Hunters at the Margin examines the conflict in the Northwest Territories between Native hunters and conservationists over three big game species: the wood bison, the muskox, and the caribou. John Sandlos argues that the introduction of game regulations, national parks, and game sanctuaries was central to the assertion of state authority over the traditional hunting cultures of the Dene and Inuit. His archival research undermines the assumption that conservationists were motivated solely by enlightened preservationism, revealing instead that commercial interests were integral to wildlife management in Canada.
About the author
JOHN SANDLOS teaches history at Memorial University of Newfoundland. With doctoral research on northern wildlife, he has devoted much of his research in the past decade to mining history. Dr. Sandlos is the author of Hunters at the Margin: Native People and Wildlife Conservation in the Northwest Territories, and co-editor of the volume, Mining and Communities in Northern Canada: History, Politics and Memory.
- Winner, Clio Award (North), Canadian Historical Association
- Winner, Charles A. Weyerhaeuser Book Award, Forest History Society
As John Sadlos’s book shows, nothing in environmental politics is ever simple….What began as an attempt to preserve a species…inevitably took on the coloration of a social experiment. The book is full of nuggets of interesting information….
Environmental History Journal, Volume 12, Number 4
Professor Sandlos has written a very well-researched text on three major conservation issues. He examines the plight of the Bison, Muskox and Caribou in Canada’s north.

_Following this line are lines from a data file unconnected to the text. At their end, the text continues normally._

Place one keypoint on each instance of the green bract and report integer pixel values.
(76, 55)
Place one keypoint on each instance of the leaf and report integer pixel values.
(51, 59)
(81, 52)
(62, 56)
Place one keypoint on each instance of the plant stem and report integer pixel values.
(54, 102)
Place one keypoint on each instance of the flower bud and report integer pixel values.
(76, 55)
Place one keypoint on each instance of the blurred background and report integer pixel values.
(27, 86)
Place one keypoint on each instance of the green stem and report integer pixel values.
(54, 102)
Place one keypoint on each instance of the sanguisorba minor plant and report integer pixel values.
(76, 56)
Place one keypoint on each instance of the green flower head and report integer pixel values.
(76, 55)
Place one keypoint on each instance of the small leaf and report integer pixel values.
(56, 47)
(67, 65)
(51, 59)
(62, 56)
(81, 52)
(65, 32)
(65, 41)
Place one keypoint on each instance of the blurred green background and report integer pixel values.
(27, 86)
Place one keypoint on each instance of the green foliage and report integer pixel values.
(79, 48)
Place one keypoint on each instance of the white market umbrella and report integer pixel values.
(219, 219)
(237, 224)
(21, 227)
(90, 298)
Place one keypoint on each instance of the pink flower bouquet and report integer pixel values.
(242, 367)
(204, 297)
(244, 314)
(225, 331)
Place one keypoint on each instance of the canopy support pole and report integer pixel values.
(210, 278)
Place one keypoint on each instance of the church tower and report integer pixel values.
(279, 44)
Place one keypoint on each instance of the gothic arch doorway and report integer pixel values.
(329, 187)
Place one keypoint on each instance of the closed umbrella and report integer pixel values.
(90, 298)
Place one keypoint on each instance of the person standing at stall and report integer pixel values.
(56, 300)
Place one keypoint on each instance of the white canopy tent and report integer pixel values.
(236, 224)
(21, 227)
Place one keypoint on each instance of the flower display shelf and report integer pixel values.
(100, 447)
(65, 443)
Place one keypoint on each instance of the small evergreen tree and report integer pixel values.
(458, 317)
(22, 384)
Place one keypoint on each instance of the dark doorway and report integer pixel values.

The author has examined the questions raised about hunting of these three key species and the development and enforcement of laws relating to them. […] There is a lot of useful and thought provoking material embedded in the text. […] This book makes a significant contribution to the continuing research and debate required to make rational decisions.
Canadian Field-Naturalist, Vol.121
Sandlos offers useful (if tentative) conclusions about the implications of this history for present-day wildlife management and state-aboriginal relations in Canada, showing that history continues to shape the present, and that re-examining history can help illuminate current dilemmas and open new options for future action. Hunters at the Margin is well written, well produced, and a valuable contribution to the ongoing evaluation of the meanings of the North for those who live there, those who are new arrivals, and those for whom it looms large in imagination and expectation.
For those interested in the history of conservation, wildlife management, First Nations, state power and individual agency, Sandlos offers insightful analysis within provocative framework and makes a significant contribution to the literature on conservation in Canada and is enjoyable to read.
Left History, Vol.1, Issue 13, Spring/Summer 2008
This hefty text is a well-written and meticulously researched academic work. Sandlos provides eloquent and exquisite details of the relationship between human and animal. … It is certain to be of interest to readers keen to better understand the politics of northern conservation in Canada, and the conflict between Northern indigenous communities and Southern policy makers.